Près de 400 Sud-Coréens ont franchi mardi la frontière avec la Corée du Nord pour retrouver des proches qu'ils n'ont pas revus depuis plus de 60 ans, voire jamais rencontrés, à l'occasion d'une réunion rarissime des familles séparées par la guerre (1950-53).

C'est à bord d'autocars précédés par quatre berlines noires arborant les drapeaux de la Croix-Rouge que ces Sud-Coréens, pour la plupart très âgés, ont traversé la frontière fortement militarisée qui divise la péninsule coréenne, et son peuple, depuis le conflit.

Après avoir franchi un poste-frontière à haute sécurité, le convoi est parti en direction de la station de montagne nord-coréenne de Kumgang pour cette rencontre de trois jours, qui sera sans nul doute emprunte d'émotions fortes.

Cet événement, le deuxième du genre seulement en cinq ans, avait été décidé fin août dans le cadre d'un accord qui avait permis de mettre fin à une dangereuse escalade des tensions entre les deux Etats rivaux.

Des millions de personnes ont été déplacées pendant la guerre de Corée qui avait vu la ligne de front faire des allées et venues entre le sud de la péninsule coréenne et la frontière septentrionale avec la Chine.

Dans le chaos du conflit, des familles entières, parents et enfants, maris et femmes, frères et soeurs, avaient été séparées.

Plus de 65 000 Sud-Coréens sont sur la liste d'attente des candidats à une rencontre et ceux qui se dirigeaient vers le Nord mardi figuraient parmi de rares élus.

«Je n'ai pas pu dormir de la nuit», a confié Lee Joo-Kuk, 82 ans, qui portait une étiquette où étaient inscrits son nom, son âge, ainsi que le nom du frère aîné qui l'attendait au Mont Kumgang.

 

- 'Résurrection'-

 

«Notre famille était sûre qu'il était mort. Nous avons même organisé tous les ans des cérémonies à sa mémoire», a-t-il ajouté. «Puis, j'ai appris qu'il était vivant et qu'il voulait nous voir. C'est comme s'il avait ressuscité».

Le programme de réunions des familles avait véritablement commencé après un sommet historique Nord/Sud en 2000. A l'origine, il y avait une rencontre par an mais les tensions qui surgissent régulièrement dans la péninsule avaient eu raison de ce rythme. Plusieurs réunions ont été annulées par la Corée du Nord à la dernière minute.

La grande majorité des membres de la génération qui a vécu dans sa chair la séparation d'avec ses proches est morte sans jamais avoir pu avoir le moindre contact avec ceux vivant au Nord.

Le conflit s'est conclu par un armistice plutôt que par un traité de paix si bien que les deux Corée sont toujours techniquement en guerre. Les communications transfrontalières directes, lettres ou coups de téléphone, sont interdites.

Les deux ambulances qui accompagnaient le convoi témoignaient du grand âge, ou de l'état de santé fragile, de la plupart des participants. Plus d'une vingtaine de passagers étaient en chaise roulante, une femme était sous oxygène.

Kim Ok-Ja, 72 ans, ne peut pas parler. Elle va revoir son frère aîné enrôlé de force dans l'armée nord-coréenne en 1951, explique son mari qui l'accompagne.

«Dernière chance»«Nous avions supposé qu'il était mort», dit l'époux de la vieille dame. «Nous savons que c'est notre seule et dernière chance de nous rencontrer».

Après tant d'années d'attente, ces réunions sont d'une brièveté cruelle.

Pendant trois jours, ces Sud-Coréens verront leurs proches du Nord à six reprises, en privé et en public.

Chaque réunion ne dure que deux heures, ce qui signifie qu'ils n'auront que 12 heures pour pallier le traumatisme de plus de 60 ans de séparation.

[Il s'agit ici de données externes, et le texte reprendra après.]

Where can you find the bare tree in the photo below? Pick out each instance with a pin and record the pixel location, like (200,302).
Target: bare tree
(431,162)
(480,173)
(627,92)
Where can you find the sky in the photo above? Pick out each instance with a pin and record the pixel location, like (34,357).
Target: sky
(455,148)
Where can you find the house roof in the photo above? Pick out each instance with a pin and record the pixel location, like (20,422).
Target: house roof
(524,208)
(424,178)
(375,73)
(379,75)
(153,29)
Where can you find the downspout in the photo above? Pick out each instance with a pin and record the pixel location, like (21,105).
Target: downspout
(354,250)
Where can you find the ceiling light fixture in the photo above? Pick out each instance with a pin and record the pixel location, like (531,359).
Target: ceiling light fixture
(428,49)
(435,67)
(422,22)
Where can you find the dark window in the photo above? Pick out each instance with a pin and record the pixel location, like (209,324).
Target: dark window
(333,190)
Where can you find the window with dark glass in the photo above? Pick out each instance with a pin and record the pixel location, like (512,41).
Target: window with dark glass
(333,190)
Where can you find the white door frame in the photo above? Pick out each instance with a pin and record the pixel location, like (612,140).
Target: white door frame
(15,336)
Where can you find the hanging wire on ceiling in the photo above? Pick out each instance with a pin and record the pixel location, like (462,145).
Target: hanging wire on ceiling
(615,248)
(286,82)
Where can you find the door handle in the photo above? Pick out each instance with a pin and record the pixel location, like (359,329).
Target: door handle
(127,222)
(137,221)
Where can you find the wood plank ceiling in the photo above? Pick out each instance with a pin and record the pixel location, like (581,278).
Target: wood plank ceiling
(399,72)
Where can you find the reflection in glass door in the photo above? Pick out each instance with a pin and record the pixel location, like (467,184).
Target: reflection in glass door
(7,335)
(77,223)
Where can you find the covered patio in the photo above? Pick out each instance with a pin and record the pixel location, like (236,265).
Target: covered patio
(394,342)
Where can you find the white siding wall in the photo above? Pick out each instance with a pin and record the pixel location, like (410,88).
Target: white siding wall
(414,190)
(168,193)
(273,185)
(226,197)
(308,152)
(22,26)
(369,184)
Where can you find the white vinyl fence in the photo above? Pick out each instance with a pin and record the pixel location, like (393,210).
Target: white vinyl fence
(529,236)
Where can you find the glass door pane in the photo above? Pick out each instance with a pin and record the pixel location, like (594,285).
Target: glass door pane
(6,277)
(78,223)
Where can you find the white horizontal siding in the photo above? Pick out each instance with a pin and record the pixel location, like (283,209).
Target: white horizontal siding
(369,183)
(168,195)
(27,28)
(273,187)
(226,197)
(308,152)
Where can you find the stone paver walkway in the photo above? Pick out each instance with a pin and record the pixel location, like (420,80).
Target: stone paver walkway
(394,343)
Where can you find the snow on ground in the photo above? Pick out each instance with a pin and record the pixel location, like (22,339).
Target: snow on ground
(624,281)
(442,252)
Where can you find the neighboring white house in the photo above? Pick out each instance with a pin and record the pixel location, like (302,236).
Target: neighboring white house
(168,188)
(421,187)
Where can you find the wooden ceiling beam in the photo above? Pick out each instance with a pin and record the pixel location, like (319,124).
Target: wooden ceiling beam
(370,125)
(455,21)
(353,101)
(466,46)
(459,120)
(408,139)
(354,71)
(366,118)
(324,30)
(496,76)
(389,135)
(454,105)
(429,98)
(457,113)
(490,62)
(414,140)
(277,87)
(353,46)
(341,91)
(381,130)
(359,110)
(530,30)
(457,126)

Pour les nonagénaires, voire les octogénaires, la séparation jeudi aura le goût amer d'une séparation presque à coup sûr définitive.

Illustrant le fossé économique qui sépare les deux Corées, toutes les familles du Sud emportaient de nombreux cadeaux, vêtements, montres, médicaments, nourriture et dans la plupart des cas, des milliers de dollars en liquide.

Lors de la dernière réunion, en février 2012, des Sud-Coréens s'étaient plaints que leurs proches du Nord s'étaient sentis contraints de prononcer de longs discours politiques reproduisant la propagande officielle.

D'autres avait dit que les Nord-Coréens semblaient plus intéressés par les cadeaux que par la rencontre elle-même ou leur histoire familiale.